Whatever the motives behind Shambaugh’s nirvana, there is no denying that China is facing myriad daunting challenges. China is sick — but so is every other country in the world, though each country is sick with different symptoms, for different reasons, and of different degrees. Take the United State as an example. The world’s oldest democracy may also strike one as terminally ill: appalling inequality, dilapidated infrastructure, declining public education, astronomical deficits, rising political apathy, and a government that can hardly get anything done. In his bestseller Political Order and Political Decay, Francis Fukuyama described the American body politic as being repatrimonialized, ruled by courts and political parties, and gridlocked by too many veto points. Across the Atlantic, many European democracies are facing similar problems, particularly financial insolvency. Yet nobody has declared the coming collapse of American democracy or European democracy. Why?

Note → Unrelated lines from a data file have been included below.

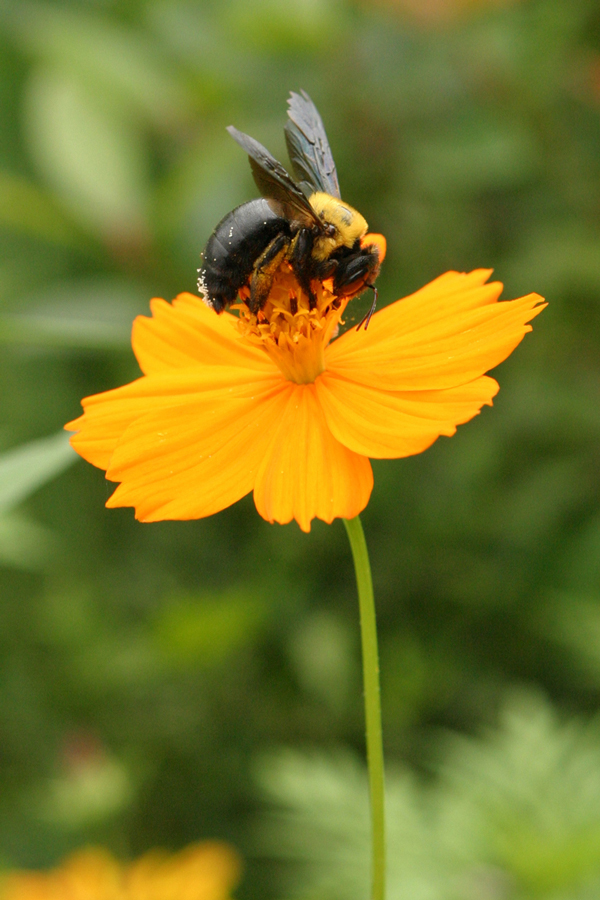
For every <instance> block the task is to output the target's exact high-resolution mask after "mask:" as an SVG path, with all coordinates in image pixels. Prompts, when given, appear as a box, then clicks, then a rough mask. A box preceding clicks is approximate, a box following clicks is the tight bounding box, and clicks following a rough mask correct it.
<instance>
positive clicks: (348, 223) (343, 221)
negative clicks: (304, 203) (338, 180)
mask: <svg viewBox="0 0 600 900" xmlns="http://www.w3.org/2000/svg"><path fill="white" fill-rule="evenodd" d="M309 203H310V205H311V206H312V208H313V209H314V211H315V212H316V214H317V215H318V216H319V218H320V219H322V220H323V222H324V223H325V234H323V235H321V236H319V237H318V238H317V240H316V241H315V243H314V247H313V256H314V258H315V259H317V260H324V259H328V258H329V256H331V254H332V253H333V252H334V251H335V250H337V249H338V248H339V247H352V246H353V245H354V243H355V242H356V241H357V240H358V239H359V238H361V237H363V236H364V235H365V234H366V233H367V228H368V225H367V223H366V220H365V219H364V217H363V216H361V214H360V213H359V212H357V211H356V210H355V209H353V208H352V207H351V206H348V204H347V203H342V201H341V200H338V199H337V197H332V196H331V195H330V194H325V193H321V192H317V193H316V194H312V195H311V197H310V198H309Z"/></svg>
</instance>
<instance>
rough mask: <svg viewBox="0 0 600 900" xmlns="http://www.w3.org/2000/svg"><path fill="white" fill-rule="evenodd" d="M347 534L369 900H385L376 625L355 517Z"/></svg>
mask: <svg viewBox="0 0 600 900" xmlns="http://www.w3.org/2000/svg"><path fill="white" fill-rule="evenodd" d="M343 521H344V525H345V526H346V531H347V533H348V539H349V541H350V547H351V548H352V556H353V559H354V568H355V571H356V583H357V585H358V602H359V606H360V634H361V641H362V654H363V681H364V689H365V718H366V724H367V763H368V766H369V791H370V796H371V826H372V851H373V872H372V875H373V892H372V900H385V808H384V772H383V740H382V730H381V700H380V691H379V658H378V653H377V625H376V622H375V601H374V598H373V581H372V579H371V565H370V563H369V552H368V550H367V543H366V541H365V534H364V531H363V528H362V524H361V521H360V519H359V517H358V516H356V518H355V519H344V520H343Z"/></svg>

Because many Western analysts (dating back at least to Seymour Martin Lipset) subscribe to the view that as long as political institutions are viewed as legitimate, a crisis in effectiveness (e.g., economic performance) does not pose fatal threat to a regime. Thus even in the darkest days of the Great Depression, according to this view, America’s democratic institutions remained unchallenged. By contrast, if a regime is already deficient in political legitimacy, a crisis of effectiveness (such as an economic slowdown, rising inequality, or rampant corruption) would only exacerbate the legitimacy crisis. China is widely believed to be a prominent case that fits into this line argument.

China might be facing a performance crisis, but whether it is also facing a legitimacy crisis is debatable. Beauty is in the eyes of beholder; so is legitimacy. If the Chinese party-state could survive the riotous years of the Cultural Revolution and the existential crisis of 1989, why couldn’t it manage to survival another crisis? In fact, a more important question for Western observers is why the Chinese Communist Party has managed to stay in power for so long and to produce an indisputably impressive record of economic development.

In 2003, Andrew Nathan from Columbia University put forward a theory of authoritarian resilience to explain why the Chinese Communist Party didn’t follow in the steps of the former Soviet Union. In a January 2015 article, he argued that instead of showing signs of an embattled regime, Beijing is actually on a path of authoritarian resurgence, supporting similar regimes and seeking to roll back democratic changes both at home and abroad. One of his central messages is that authoritarian resurgence reflects democratic decline. “Because the appeal of authoritarianism grows when the prestige of democracy declines,” he wrote, “the most important answer to China’s challenge is for the democracies to do a better job of managing themselves than they are doing today.”

“All societies, authoritarian and democratic, are subject to decay over time,” wrote Francis Fukuyama. “The real issue is their ability to adapt and eventually fix themselves.” The Chinese party-state is certainly undergoing policy decay — just like most Western democracies — but it is too early to call the Chinese patient terminally ill.